What, in your opinion, does the government gain by shutting down of the internet especially in times of 'Digital India' both for demonetization and other areas.
The Government has primarily been shutting down the internet to prevent rumour-driven escalations of conflict situations and abusive uses of online platforms that disturb public order and instigate violence. What the Government ostensibly gains out of this is the ability to control the spread of inflammatory content, which in turn makes it easier for law enforcement to tackle existing or anticipated conflicts.
Loss of internet means loss of salary for some. Do you think the government will do anything to compensate these people whose livelihood depends on the internet?

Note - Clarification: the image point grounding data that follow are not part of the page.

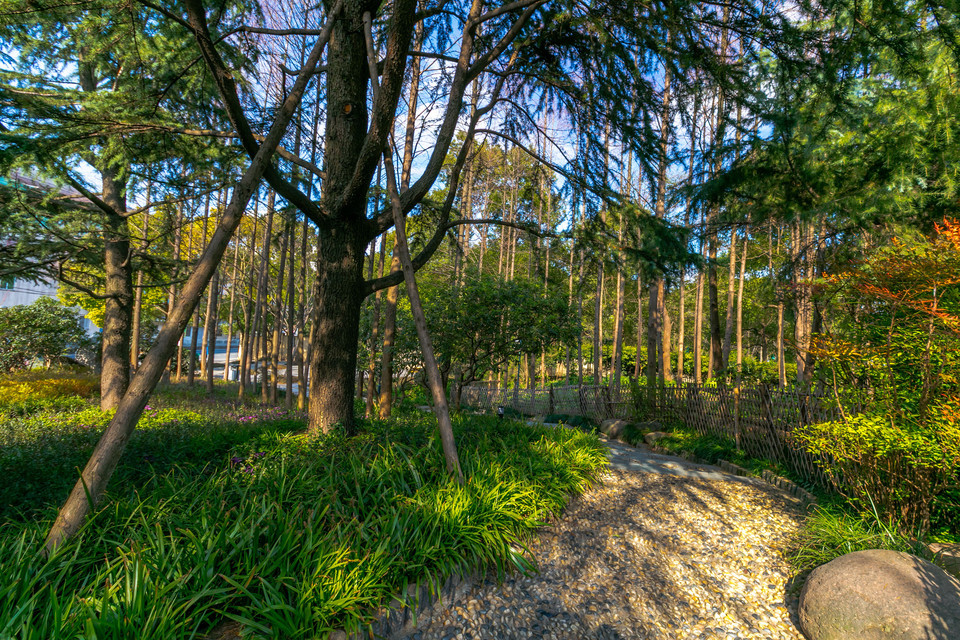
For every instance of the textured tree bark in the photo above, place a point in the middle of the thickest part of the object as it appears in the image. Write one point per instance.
(654, 320)
(230, 309)
(715, 362)
(89, 489)
(666, 344)
(210, 328)
(598, 328)
(195, 329)
(260, 335)
(743, 270)
(636, 363)
(681, 325)
(393, 293)
(698, 331)
(731, 288)
(389, 338)
(291, 310)
(117, 320)
(333, 358)
(138, 297)
(278, 315)
(374, 337)
(249, 315)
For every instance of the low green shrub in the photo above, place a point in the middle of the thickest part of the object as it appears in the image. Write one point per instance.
(29, 391)
(292, 536)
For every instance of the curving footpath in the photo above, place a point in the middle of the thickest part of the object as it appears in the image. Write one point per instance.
(663, 549)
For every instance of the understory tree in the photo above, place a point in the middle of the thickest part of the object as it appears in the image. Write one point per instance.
(893, 360)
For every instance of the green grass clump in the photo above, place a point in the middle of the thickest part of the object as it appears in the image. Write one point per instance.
(293, 536)
(41, 452)
(833, 530)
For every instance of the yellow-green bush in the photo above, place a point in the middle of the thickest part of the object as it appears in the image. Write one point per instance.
(45, 385)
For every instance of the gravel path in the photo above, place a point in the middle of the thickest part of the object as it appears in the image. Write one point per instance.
(664, 549)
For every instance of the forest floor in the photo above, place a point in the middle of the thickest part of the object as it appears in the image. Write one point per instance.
(663, 549)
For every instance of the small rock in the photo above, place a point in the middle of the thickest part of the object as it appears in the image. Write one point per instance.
(613, 428)
(654, 437)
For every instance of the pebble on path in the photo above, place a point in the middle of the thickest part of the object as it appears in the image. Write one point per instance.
(645, 556)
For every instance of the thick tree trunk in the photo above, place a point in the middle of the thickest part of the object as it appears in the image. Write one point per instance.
(598, 328)
(333, 358)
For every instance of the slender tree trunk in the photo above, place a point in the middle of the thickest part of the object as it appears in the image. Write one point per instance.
(118, 305)
(263, 304)
(138, 299)
(654, 320)
(666, 374)
(580, 324)
(636, 363)
(172, 290)
(89, 489)
(278, 315)
(731, 288)
(598, 328)
(210, 328)
(233, 297)
(698, 331)
(715, 362)
(393, 293)
(291, 314)
(374, 337)
(195, 329)
(743, 270)
(250, 314)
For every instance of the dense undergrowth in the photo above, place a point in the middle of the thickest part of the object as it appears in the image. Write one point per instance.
(834, 527)
(251, 521)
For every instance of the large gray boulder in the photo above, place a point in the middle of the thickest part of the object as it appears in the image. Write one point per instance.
(880, 595)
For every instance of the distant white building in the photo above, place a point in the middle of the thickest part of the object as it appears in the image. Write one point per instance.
(16, 291)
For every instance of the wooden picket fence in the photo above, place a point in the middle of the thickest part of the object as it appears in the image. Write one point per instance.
(760, 419)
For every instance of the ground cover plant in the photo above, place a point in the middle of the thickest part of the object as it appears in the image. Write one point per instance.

As of now, the Government has not come up with any scheme to compensate the people whose livelihood depends on the internet and who have been adversely affected due to internet shutdowns. There have also been no indications that such a scheme will be implemented in the future.
Can the government block specific websites on specific ISPs? Is that a thing in India?
Yes, the Central Government can block specific websites under section 69A of the Information Technology Act, 2000 read with the relevant Rules. This Section gives the Central government or any officer specially authorized in this behalf, power to block information from public access through any computer resource. This includes specific websites and URLs, and directions under this Section may be issued to any one or more ISPs. The Government has on several occasions exercised its power under this section to block access to specific websites.
Can you give an update on the movement, plans for the future, and any expansion of SFLC and internetshutdowns.in? Any plans to launch an app? Any plans to educate people on internet shutdowns? What are your goals for say the next two years?
In the short term, our goal is to expand the public’s knowledge of internet shutdowns. SFLC.in is currently growing in size, and internetshutdowns.in will continue to march towards a world without any internet shutdowns. Educating people about internet shutdowns is an on-going effort. We will continue to research, publish relevant data and conduct public events on the topic in order to further spread information about internet shutdowns. We currently do not have any plans to launch a stand-alone app for our website but may consider it depending on the requirements in future.